= Marine regression =

Geologic event in which sea level falls relative to the land

Cross-sectional diagrams illustrating the shift of sedimentary facies during transgression (onlap) and regression (offlap)

A marine regression is a geological process occurring when areas of submerged seafloor are exposed during a drop in sea level. The opposite event, marine transgression, occurs when flooding from the sea covers previously-exposed land.

== Description ==
According to one hypothesis, regressions may be linked to a "slowdown in sea-floor spreading, leading to a generalized drop in sea level (as the mid-ocean ridges would take up less space)...." That view considers major marine regressions to be one aspect of a normal variation in rates of plate tectonic activity, which leads to major episodes of global volcanism like the Siberian Traps and the Deccan Traps, which in turn cause large extinction events.

Evidence of marine regressions and transgressions occurs throughout the fossil record, and the fluctuations are thought to have caused or contributed to several mass extinctions, such as the Permian–Triassic extinction event (250 million years ago, Ma) and Cretaceous–Paleogene extinction event (66 Ma). During the Permian-Triassic extinction, the largest extinction event in Earth's history, the global sea level fell 250 m (820 ft).

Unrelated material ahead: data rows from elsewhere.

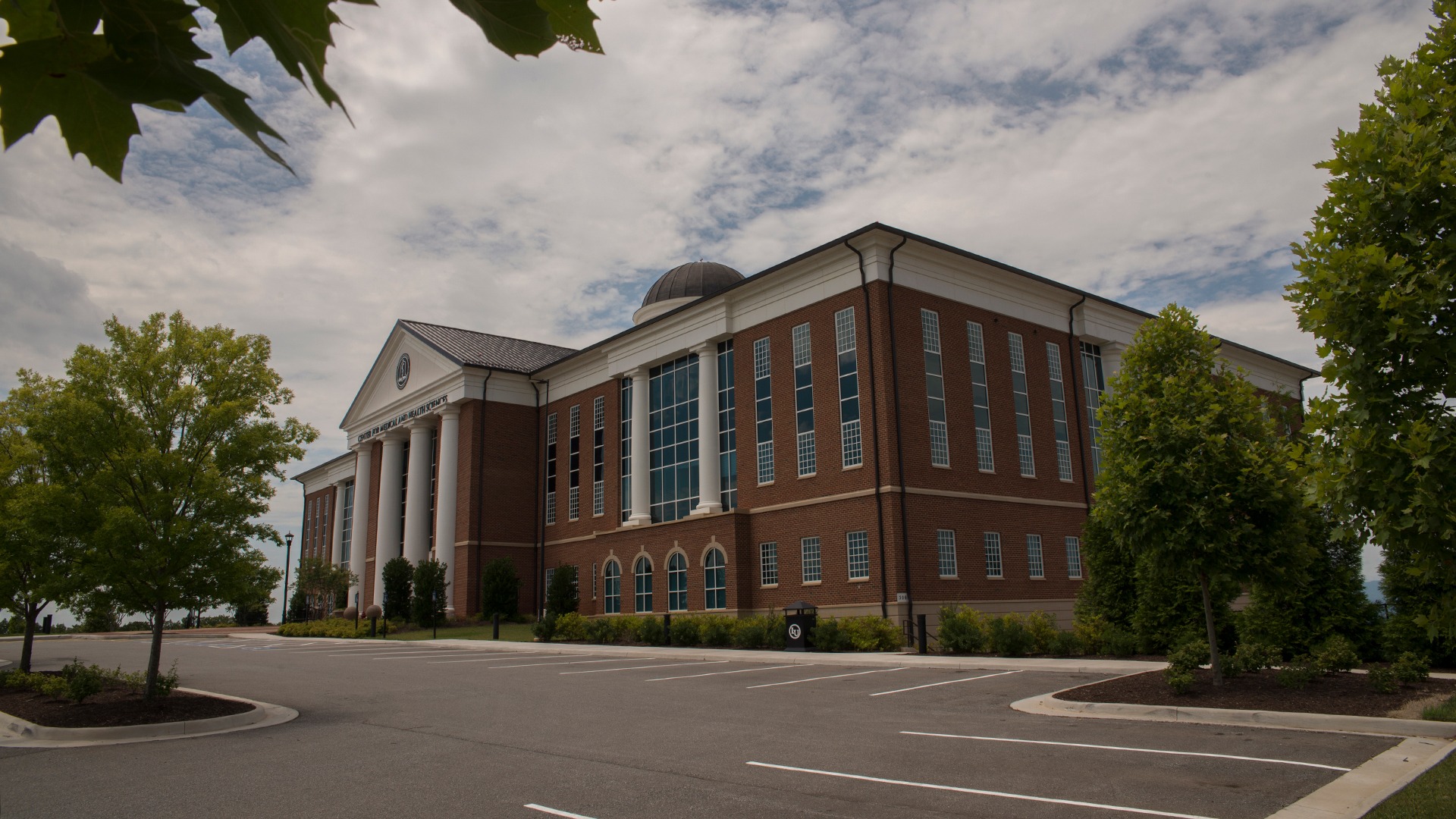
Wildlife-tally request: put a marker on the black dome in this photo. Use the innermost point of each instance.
(692, 280)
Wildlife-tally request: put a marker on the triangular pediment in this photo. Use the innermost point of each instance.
(430, 372)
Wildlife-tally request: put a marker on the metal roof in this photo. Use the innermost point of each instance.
(473, 349)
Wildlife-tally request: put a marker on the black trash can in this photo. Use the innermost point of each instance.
(801, 617)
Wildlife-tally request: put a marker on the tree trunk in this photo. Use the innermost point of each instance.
(1213, 634)
(31, 611)
(159, 615)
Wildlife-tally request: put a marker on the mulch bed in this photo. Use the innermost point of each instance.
(1332, 694)
(115, 706)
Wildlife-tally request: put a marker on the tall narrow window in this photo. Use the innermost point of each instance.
(599, 455)
(347, 525)
(673, 439)
(767, 564)
(1059, 411)
(858, 547)
(764, 410)
(935, 388)
(551, 468)
(1094, 387)
(808, 551)
(715, 580)
(851, 447)
(981, 400)
(574, 465)
(993, 554)
(1018, 388)
(612, 588)
(946, 551)
(625, 485)
(642, 580)
(1074, 558)
(677, 583)
(727, 428)
(804, 400)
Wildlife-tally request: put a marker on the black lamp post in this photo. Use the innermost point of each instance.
(287, 558)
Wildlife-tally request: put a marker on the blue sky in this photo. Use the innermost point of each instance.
(1145, 150)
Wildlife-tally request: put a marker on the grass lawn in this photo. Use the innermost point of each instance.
(510, 632)
(1432, 796)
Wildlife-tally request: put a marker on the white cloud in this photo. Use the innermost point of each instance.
(1147, 150)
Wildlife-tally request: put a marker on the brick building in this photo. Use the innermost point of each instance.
(883, 425)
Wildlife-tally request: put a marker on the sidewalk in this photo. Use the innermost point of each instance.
(851, 659)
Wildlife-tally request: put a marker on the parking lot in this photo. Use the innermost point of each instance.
(413, 730)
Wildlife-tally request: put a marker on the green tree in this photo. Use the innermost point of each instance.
(89, 63)
(500, 589)
(1376, 283)
(431, 591)
(400, 579)
(171, 442)
(1196, 477)
(38, 550)
(561, 594)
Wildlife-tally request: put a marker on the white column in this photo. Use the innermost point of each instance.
(386, 545)
(446, 497)
(641, 449)
(417, 491)
(337, 535)
(359, 541)
(710, 494)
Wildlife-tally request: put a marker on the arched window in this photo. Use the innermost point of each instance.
(642, 572)
(613, 580)
(715, 580)
(677, 583)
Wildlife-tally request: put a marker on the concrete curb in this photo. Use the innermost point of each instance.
(20, 733)
(867, 659)
(1367, 786)
(1049, 706)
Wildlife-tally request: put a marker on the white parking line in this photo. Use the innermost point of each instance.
(491, 659)
(715, 673)
(946, 682)
(832, 676)
(977, 792)
(1136, 749)
(658, 667)
(554, 812)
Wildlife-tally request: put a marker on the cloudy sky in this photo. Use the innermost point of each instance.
(1145, 150)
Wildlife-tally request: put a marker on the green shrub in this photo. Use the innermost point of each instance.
(1382, 679)
(871, 632)
(651, 632)
(570, 626)
(1299, 673)
(1335, 654)
(717, 632)
(686, 630)
(963, 632)
(1411, 668)
(1066, 645)
(1041, 629)
(1009, 635)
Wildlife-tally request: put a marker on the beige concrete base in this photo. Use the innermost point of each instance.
(20, 733)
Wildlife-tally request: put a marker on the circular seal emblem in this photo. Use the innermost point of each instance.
(402, 371)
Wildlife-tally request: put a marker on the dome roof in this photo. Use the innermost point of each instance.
(692, 280)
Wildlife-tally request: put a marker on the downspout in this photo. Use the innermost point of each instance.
(541, 487)
(900, 452)
(1078, 397)
(874, 433)
(479, 480)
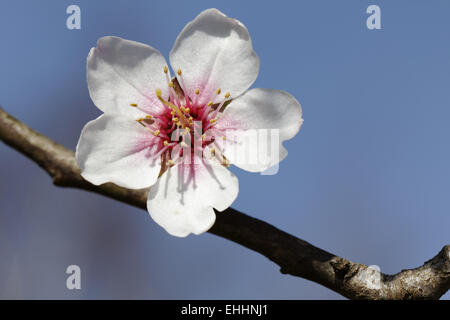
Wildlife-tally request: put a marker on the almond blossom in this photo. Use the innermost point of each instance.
(170, 132)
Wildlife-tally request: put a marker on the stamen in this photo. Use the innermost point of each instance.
(172, 106)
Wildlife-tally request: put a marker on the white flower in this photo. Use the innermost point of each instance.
(150, 119)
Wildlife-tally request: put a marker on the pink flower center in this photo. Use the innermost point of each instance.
(186, 126)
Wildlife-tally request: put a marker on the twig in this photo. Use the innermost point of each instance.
(295, 256)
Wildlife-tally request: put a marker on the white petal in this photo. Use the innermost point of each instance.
(116, 149)
(122, 72)
(214, 51)
(253, 144)
(182, 202)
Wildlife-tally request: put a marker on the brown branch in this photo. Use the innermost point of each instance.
(295, 256)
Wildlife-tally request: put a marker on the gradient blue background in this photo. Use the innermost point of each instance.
(367, 177)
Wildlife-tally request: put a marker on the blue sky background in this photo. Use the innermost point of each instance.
(367, 177)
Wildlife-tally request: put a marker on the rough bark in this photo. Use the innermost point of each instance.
(295, 256)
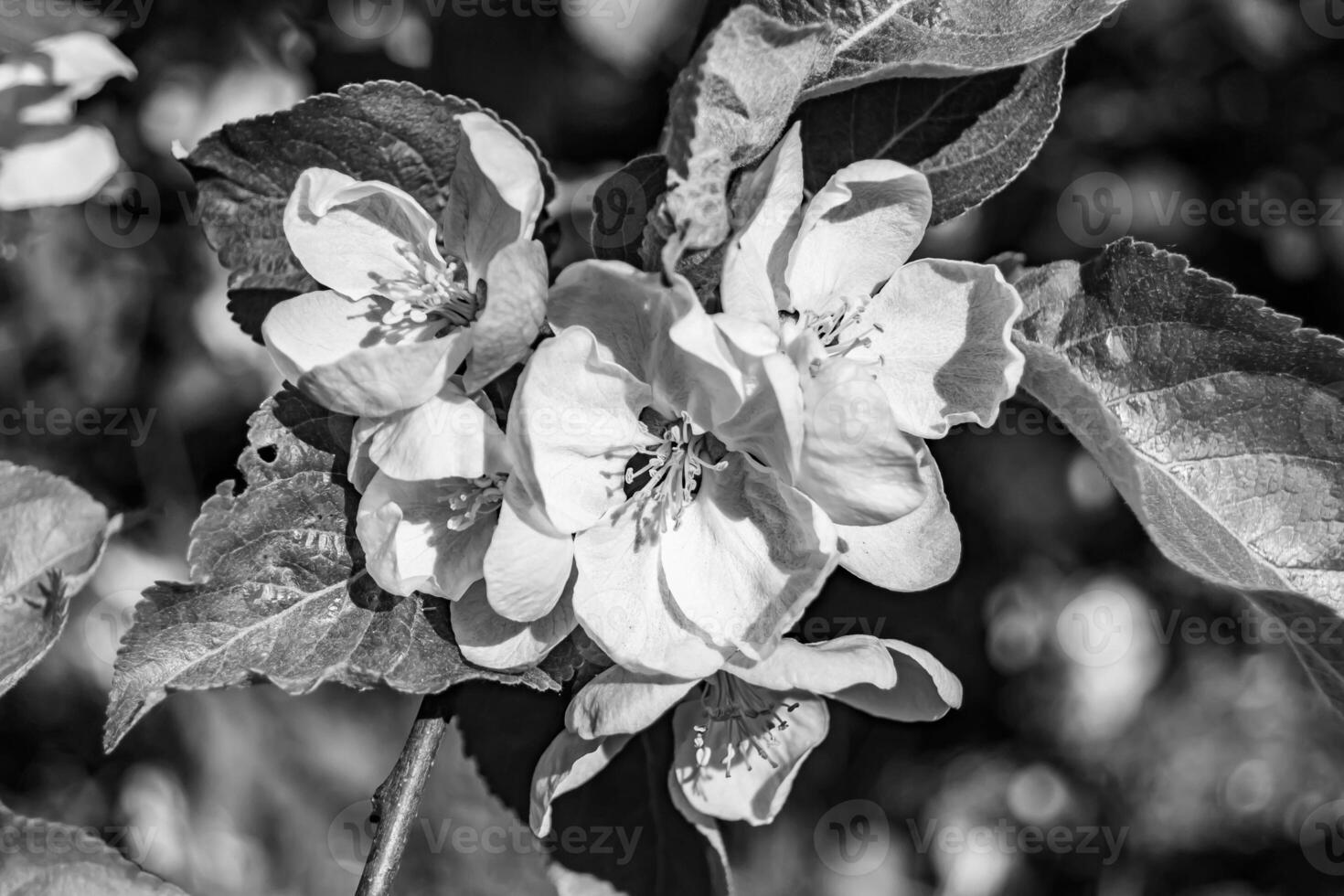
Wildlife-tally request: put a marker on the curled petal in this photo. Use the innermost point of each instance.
(925, 688)
(758, 254)
(489, 640)
(409, 546)
(59, 71)
(821, 667)
(620, 701)
(746, 558)
(624, 604)
(528, 563)
(343, 357)
(857, 231)
(912, 552)
(360, 237)
(946, 344)
(494, 197)
(572, 427)
(515, 308)
(451, 434)
(855, 461)
(57, 165)
(569, 763)
(743, 784)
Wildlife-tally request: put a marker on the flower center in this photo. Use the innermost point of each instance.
(668, 473)
(740, 718)
(843, 329)
(472, 498)
(432, 292)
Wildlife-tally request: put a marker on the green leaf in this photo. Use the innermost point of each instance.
(878, 39)
(621, 208)
(51, 538)
(379, 131)
(1221, 422)
(728, 109)
(971, 134)
(280, 592)
(663, 853)
(43, 858)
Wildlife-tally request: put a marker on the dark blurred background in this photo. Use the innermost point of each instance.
(1195, 761)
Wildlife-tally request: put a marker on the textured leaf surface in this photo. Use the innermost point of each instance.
(728, 109)
(621, 208)
(971, 134)
(661, 853)
(379, 131)
(1220, 421)
(48, 527)
(280, 592)
(42, 858)
(877, 39)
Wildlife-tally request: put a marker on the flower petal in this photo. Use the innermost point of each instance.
(489, 640)
(823, 667)
(912, 552)
(494, 197)
(343, 357)
(451, 434)
(569, 763)
(515, 306)
(757, 257)
(925, 688)
(408, 544)
(57, 165)
(946, 344)
(857, 231)
(855, 463)
(746, 557)
(59, 71)
(623, 602)
(360, 470)
(528, 563)
(572, 427)
(359, 237)
(620, 701)
(757, 787)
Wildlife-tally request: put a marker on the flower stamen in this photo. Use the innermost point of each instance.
(748, 720)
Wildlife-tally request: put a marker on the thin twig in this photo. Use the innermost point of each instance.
(397, 799)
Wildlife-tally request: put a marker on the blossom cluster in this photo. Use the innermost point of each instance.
(674, 473)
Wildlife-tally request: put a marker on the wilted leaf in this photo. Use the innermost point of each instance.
(379, 131)
(971, 134)
(1221, 422)
(621, 208)
(878, 39)
(651, 849)
(42, 858)
(51, 538)
(280, 592)
(728, 109)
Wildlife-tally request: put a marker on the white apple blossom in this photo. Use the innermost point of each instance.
(742, 732)
(45, 157)
(882, 347)
(397, 317)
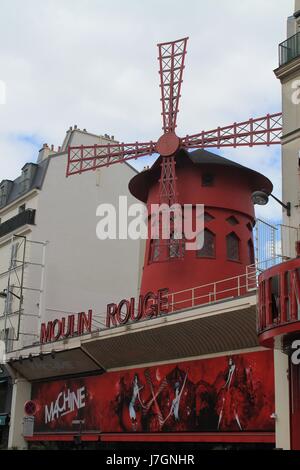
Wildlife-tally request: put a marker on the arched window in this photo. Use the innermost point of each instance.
(232, 220)
(176, 247)
(251, 251)
(154, 250)
(208, 179)
(233, 247)
(208, 217)
(209, 247)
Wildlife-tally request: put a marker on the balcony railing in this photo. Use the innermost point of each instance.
(289, 49)
(278, 301)
(26, 217)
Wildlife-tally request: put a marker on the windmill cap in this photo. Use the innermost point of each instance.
(140, 184)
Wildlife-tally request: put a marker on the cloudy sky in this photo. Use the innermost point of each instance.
(94, 63)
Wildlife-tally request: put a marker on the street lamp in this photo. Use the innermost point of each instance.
(261, 198)
(4, 293)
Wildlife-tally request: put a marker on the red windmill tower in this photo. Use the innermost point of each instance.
(173, 175)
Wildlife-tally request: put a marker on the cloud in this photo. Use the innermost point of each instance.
(94, 63)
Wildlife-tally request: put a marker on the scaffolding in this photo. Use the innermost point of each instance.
(24, 286)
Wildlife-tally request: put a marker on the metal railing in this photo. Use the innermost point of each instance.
(289, 49)
(206, 294)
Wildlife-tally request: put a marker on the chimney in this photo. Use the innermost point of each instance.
(43, 153)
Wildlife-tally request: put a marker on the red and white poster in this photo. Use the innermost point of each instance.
(229, 393)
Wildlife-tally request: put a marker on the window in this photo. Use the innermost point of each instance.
(9, 301)
(176, 247)
(275, 297)
(233, 247)
(209, 247)
(251, 252)
(13, 255)
(2, 196)
(154, 250)
(208, 217)
(207, 179)
(232, 220)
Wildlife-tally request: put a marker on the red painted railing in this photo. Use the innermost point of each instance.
(278, 301)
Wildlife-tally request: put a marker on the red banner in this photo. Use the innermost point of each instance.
(221, 394)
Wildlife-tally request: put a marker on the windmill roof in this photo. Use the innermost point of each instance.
(140, 184)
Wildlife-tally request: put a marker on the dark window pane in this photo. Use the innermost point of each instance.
(232, 245)
(251, 252)
(232, 220)
(208, 217)
(207, 179)
(209, 248)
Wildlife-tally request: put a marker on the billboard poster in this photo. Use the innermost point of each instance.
(221, 394)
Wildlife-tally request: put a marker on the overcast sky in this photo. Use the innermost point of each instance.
(94, 63)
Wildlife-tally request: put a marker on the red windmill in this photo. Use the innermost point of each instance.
(259, 131)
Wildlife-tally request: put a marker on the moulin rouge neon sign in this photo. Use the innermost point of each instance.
(148, 306)
(73, 325)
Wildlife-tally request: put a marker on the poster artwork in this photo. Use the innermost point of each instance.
(224, 394)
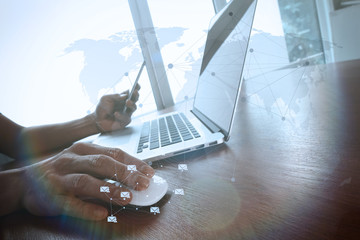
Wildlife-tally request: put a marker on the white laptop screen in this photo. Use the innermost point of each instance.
(223, 61)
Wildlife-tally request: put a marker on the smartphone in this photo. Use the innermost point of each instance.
(135, 83)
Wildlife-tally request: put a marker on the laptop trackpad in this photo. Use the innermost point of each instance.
(116, 138)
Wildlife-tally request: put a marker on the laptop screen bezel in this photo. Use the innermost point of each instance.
(201, 116)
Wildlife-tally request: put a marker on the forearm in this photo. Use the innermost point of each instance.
(11, 185)
(44, 139)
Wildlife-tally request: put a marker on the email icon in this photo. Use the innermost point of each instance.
(155, 210)
(105, 189)
(179, 191)
(125, 194)
(131, 168)
(182, 167)
(112, 219)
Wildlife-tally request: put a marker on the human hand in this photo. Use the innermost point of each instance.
(58, 185)
(110, 115)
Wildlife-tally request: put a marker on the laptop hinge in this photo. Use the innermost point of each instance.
(207, 122)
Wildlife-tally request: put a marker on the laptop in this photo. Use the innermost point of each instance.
(210, 120)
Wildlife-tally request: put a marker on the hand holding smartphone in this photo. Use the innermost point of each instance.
(135, 84)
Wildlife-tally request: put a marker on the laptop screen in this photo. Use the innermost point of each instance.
(223, 61)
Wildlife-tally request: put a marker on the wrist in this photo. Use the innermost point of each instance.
(12, 190)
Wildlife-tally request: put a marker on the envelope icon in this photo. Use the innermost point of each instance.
(125, 194)
(105, 189)
(179, 191)
(155, 210)
(131, 167)
(112, 219)
(182, 167)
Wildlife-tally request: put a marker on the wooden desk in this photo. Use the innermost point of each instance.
(296, 177)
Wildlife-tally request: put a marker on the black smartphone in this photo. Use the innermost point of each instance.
(135, 83)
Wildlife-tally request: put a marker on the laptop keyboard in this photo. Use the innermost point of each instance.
(165, 131)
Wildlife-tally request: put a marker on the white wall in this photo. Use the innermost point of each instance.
(346, 33)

A major regression could cause marine organisms in shallow seas to go extinct, but mass extinctions tend to involve both terrestrial and aquatic species, and it is harder to see how a marine regression could cause widespread extinctions of land animals. Regressions are, therefore, seen as correlates or symptoms of major extinctions, rather than primary causes. The Permian regression might have been related to the formation of Pangaea. The accumulation of all major landmasses into one body could have facilitated a regression by providing "a slight enlargement of the ocean basins as the great continents coalesced." However, that cause could not have applied in all or even many of the other cases.

== Ice ages ==
During the ice ages of the Pleistocene, a clear correlation existed between marine regressions and episodes of glaciation. As the balance shifts between the global cryosphere and hydrosphere, more of the planet's water in ice sheets means less in the oceans. At the height of the last ice age, around 18,000 years ago, the global sea level was 120 to 130 m (390-425 ft) lower than today. A cold spell around 6 million years ago was linked to an advance in glaciation, a marine regression, and the start of the Messinian salinity crisis in the Mediterranean basin. Some major regressions of the past, however, seem unrelated to glaciation episodes, with the regression that accompanied the mass extinction at the end of the Cretaceous being one example.